« Nous, maires de France et d’ailleurs, mobilisons-nous en faveur du Pacte d’Istanbul ! »

Par Henri Bégorre, Maire de Maxéville, 1er Vice-président du Grand Nancy (Communauté Urbaine), Président du Partenariat français pour l’Eau, Représentant de CGLU et de l’Association des Maires de France au 6WWF

Henri BEGORRE
Le Pacte d’Istanbul pour l’Eau a été initié lors du 5ème forum mondial de l’eau en 2009 à destination des autorités locales et régionales afin de leur permettre de développer des stratégies de gestion de l’eau mieux adaptées aux changements de notre planète. Ce Pacte rassemble des engagements communs auxquels maires, élus locaux et régionaux peuvent adhérer.

Le Pacte d’Istanbul est utile et amorce des principes d’action afin que chacun d’entre nous fasse de son mieux pour améliorer la gouvernance de l’eau et orienter nos politiques locales vers une gestion durable de l’eau.

Il n’est pas contraignant et n’impose pas d’objectifs chiffrés ; c’est aux « signataires » de fixer leurs « cibles » en fonction du contexte socio-géo-économique dans lequel ils agissent. Les critères d’évaluation sont propres à chacun. L’engagement vis-à-vis du Pacte est donc moral et non pas quantitatif.

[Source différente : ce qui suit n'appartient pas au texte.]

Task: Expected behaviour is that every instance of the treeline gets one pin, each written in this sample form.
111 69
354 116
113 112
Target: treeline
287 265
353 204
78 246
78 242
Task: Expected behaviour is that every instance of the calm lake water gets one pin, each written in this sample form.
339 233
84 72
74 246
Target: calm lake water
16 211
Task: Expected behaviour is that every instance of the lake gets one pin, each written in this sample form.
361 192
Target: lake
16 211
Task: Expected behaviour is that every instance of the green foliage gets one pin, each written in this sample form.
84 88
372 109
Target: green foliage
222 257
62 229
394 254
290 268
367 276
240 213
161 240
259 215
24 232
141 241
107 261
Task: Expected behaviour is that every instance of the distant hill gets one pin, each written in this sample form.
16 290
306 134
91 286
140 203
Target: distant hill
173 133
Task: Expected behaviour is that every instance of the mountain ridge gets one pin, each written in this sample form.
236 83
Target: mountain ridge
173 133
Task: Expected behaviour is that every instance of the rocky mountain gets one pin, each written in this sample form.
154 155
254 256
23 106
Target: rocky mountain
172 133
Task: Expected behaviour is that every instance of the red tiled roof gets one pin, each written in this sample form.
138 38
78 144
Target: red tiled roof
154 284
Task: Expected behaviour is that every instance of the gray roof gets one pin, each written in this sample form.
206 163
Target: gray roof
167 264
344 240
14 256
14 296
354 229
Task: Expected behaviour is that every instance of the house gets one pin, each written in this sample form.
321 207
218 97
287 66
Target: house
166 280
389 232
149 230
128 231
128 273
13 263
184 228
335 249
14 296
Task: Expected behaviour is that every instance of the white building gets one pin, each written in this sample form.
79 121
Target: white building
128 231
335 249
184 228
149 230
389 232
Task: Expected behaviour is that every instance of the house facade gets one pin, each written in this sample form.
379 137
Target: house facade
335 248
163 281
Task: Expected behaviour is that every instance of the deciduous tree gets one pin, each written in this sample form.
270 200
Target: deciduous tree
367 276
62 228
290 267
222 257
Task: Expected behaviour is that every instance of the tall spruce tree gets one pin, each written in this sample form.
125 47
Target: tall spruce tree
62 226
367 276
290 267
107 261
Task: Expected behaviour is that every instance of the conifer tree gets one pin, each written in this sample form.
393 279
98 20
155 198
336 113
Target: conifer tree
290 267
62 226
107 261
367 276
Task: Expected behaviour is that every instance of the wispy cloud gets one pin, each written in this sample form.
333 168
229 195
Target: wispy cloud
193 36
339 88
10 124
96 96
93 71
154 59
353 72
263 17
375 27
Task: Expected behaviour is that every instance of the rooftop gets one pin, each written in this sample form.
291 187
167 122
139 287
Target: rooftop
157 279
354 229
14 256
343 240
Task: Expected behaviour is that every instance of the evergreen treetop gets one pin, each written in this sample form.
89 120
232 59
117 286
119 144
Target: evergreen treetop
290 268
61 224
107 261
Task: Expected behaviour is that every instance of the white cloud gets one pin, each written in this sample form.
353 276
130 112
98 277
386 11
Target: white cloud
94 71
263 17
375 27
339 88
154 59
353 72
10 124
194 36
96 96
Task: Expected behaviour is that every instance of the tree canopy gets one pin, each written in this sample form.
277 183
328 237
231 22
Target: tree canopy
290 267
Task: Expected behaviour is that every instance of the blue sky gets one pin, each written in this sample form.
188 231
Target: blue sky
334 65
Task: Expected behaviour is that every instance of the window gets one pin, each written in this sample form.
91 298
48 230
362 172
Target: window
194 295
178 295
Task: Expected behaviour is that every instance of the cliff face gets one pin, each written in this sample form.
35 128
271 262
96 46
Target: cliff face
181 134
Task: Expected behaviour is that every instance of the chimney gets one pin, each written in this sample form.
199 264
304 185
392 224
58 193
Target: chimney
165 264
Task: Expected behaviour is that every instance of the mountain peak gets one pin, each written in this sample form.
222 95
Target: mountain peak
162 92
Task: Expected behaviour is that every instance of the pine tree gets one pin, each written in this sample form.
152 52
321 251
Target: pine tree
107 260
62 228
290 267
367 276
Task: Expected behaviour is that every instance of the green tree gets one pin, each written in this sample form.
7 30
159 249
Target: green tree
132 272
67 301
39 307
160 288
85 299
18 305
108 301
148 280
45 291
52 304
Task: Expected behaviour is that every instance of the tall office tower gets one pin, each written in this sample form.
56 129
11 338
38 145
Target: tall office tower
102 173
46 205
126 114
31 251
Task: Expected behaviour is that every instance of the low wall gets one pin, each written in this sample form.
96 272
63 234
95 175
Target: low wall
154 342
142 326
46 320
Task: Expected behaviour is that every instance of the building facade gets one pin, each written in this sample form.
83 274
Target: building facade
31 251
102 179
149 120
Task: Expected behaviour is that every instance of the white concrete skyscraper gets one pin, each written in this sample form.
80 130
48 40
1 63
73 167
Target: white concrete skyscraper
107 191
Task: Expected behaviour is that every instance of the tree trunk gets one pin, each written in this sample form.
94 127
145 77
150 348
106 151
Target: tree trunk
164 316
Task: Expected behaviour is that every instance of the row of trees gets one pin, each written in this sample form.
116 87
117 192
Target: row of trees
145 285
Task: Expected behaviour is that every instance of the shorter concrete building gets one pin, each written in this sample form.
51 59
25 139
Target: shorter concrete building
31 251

En ma qualité de Maire de Maxéville (ville de 10 000 habitants de Meurthe-et-Moselle – F ), j’ai été l’un des premiers signataires de ce Pacte lors du Forum de 2009.

Ici, c’est la Communauté Urbaine du Grand Nancy qui a la compétence de la gestion de l’eau et de l’assainissement pour Maxéville et ses 19 autres communes.

Parmi nos engagements pris au titre de ce Pacte, la participation et la sensibilisation des usagers en sont les principaux (sensibilisation au cycle de l’eau, au coût du m3 d’eau, à l’utilisation de l’eau et à ses alternatives comme la réutilisation des eaux de pluie)... l’objectif est bien d’améliorer la performance de services publics d’eau et d’assainissement rendus et anticiper sur de potentielles mesures nationales (réutilisation des eaux usées traitées et pluviales).

Par ailleurs, Maxéville s’est engagée auprès de la commune de Gao (capitale de la 7ème région – Mali) dans le cadre d’une coopération décentralisée. Notre engagement se traduit par un travail en commun sur la gouvernance des services d’assainissement en se fondant sur une démarche très participative initiée par la mairie de Gao.

A Maxéville, cette démarche très participative s’exprime par exemple dans les écoles où des travaux sur l’utilisation de l’eau en France et ailleurs sont menés.

Pour conclure, le Pacte d’Istanbul pousse les autorités locales à exercer leurs responsabilités quant aux services rendus aux usagers.

Les forums mondiaux comme celui de Marseille constituent des points d’étape pour présenter les progrès réalisés par les signataires, les encouragent à agir, pour échanger et se mobiliser pour faire entendre leur voix de manière unanime au-delà du forum. Pensons notamment en 2012, à la conférence des Nations Unies en juin prochain et à la manière dont le thème de l’Eau pourra trouver sa place au cœur des enjeux de « Rio+20 ».